Зюлейка рассмеялась.
– А они не поняли бы тебя!
– Потому меня и удивляет твой выбор, – заметила Фатима. – Когда я впервые тебя увидела, никак не думала, что мы подружимся. Ты казалась не похожей на нас.
– Почему?
Лицо Фатимы сделалось очень серьезным, взор устремился в невидимую даль.
– Красивая. И взгляд другой. Было ясно, что ты видела что-то иное, другой мир, другую жизнь… Хорошо, что ты вышла именно за Ясина, – добавила она после паузы, – иначе едва ли наши женщины приняли бы тебя.
– Ясин хороший, – сказала Зюлейка. – Он лучше других мужчин.
– Разве ты знала других?
Молодая женщина прикусила губу. Нужно быть осторожной в словах! Пройдет много времени, прежде чем она перестанет бояться, что когда-нибудь тайное станет явным.
– Мне так кажется, – коротко ответила Зюлейка.
– Не тяжело все время молчать? – спросила Фатима.

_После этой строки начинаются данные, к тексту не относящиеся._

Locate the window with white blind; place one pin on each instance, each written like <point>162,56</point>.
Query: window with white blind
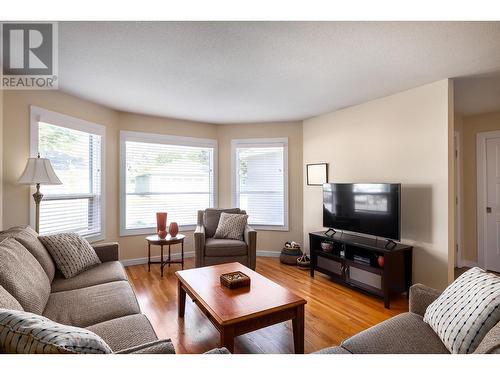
<point>75,150</point>
<point>165,174</point>
<point>260,181</point>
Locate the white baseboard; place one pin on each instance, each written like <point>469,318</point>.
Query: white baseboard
<point>189,254</point>
<point>468,263</point>
<point>266,253</point>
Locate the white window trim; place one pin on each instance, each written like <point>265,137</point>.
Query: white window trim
<point>160,139</point>
<point>37,115</point>
<point>261,142</point>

– Нет. Когда молчишь, можно спокойно думать.
Они подошли к шатрам. За спиной пламенела ровная оранжевая черта – последний привет дня, который уйдет и больше никогда не вернется. Над головой темнели купы пальм, меж шатров пролегли угольно-черные тени.
Зюлейка понимала, что хотела сказать Фатима. Женщины пустыни похожи друг на друга, словно сестры: кожа обожжена солнцем, как и земля, на которой им приходится жить; вокруг глаз – даже у самых молодых – змеятся морщинки; лица жесткие и усталые, а худые, жилистые тела иссушены жарой и постоянным, порой непосильным трудом.